CMF is Nothing’s budget-friendly spinoff, but unlike Beats under Apple, it’s being treated as a brand worth cultivating. The Headphone Pro lands at just $99, yet manages to deliver the kind of design, performance, and personality that could restore over-ear headphones to cultural relevance. What makes them compelling isn’t just the spec sheet, though the spec sheet is impressive, but the way they blend old-school practicality with modern expectations.
Instead of chasing the bass-heavy sound that defined Beats, CMF adds a physical Energy Slider, letting you boost or soften the low end instantly without fumbling through apps or menus. It’s tactile and intuitive, a refreshingly analog move in a world where too much control has been swallowed by screens. Under the hood sit 40mm drivers with a 16.5mm copper coil, backed by Hi-Res Audio certification and LDAC streaming support. Hybrid adaptive noise cancellation promises up to 40dB of reduction, enough to place these headphones in a league above their price tag. Battery life is almost absurd: up to 100 hours with ANC off, 50 with it on, and a five-minute charge buys four hours of playback. Even better, they can charge directly from your phone via USB-C.
Design plays just as big a role here as the hardware. The modular earcups can be swapped out completely, not only extending lifespan but giving wearers a chance to customize color schemes. Base options include Light Grey, Dark Grey, and Light Green, while bold replacements like Orange push the aesthetic further. The controls are equally well considered, with a roller that handles volume, playback, and ANC toggling, while the Energy Slider adds fine-tuned control. There’s even a customizable button for launching features like ChatGPT or spatial audio modes, though those effects feel more like novelty than necessity.
At £79 in the UK, €99 in Europe, and $99 in the U.S. when it launches in early October, the pricing is deliberately aggressive. It undercuts bigger names while offering features they reserve for higher-end models, forcing the question of why you’d pay more elsewhere.

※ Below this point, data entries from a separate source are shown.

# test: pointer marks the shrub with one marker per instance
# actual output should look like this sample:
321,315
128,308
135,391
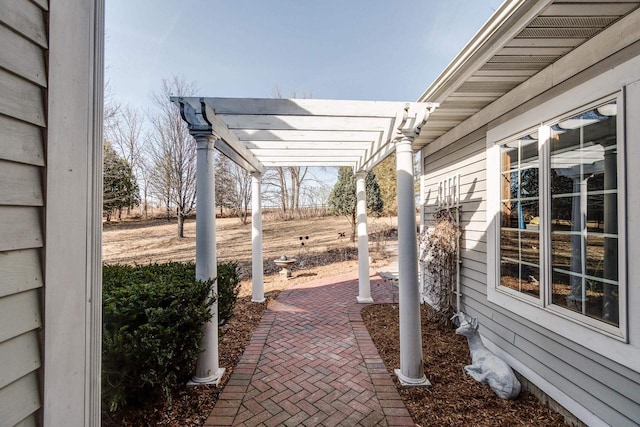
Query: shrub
228,288
153,318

More importantly, CMF seems to understand what Beats lost when Apple folded it into the AirPods machine. Headphones aren’t just about sound; they’re about presence, personality, and the feeling that wearing them says something about you. The Headphone Pro takes that idea seriously, combining high-end performance with a design language that makes it fun, expressive, and accessible. Whether it wins the kind of cultural clout Beats once commanded remains to be seen, but it already feels like the strongest contender to step into that role in years.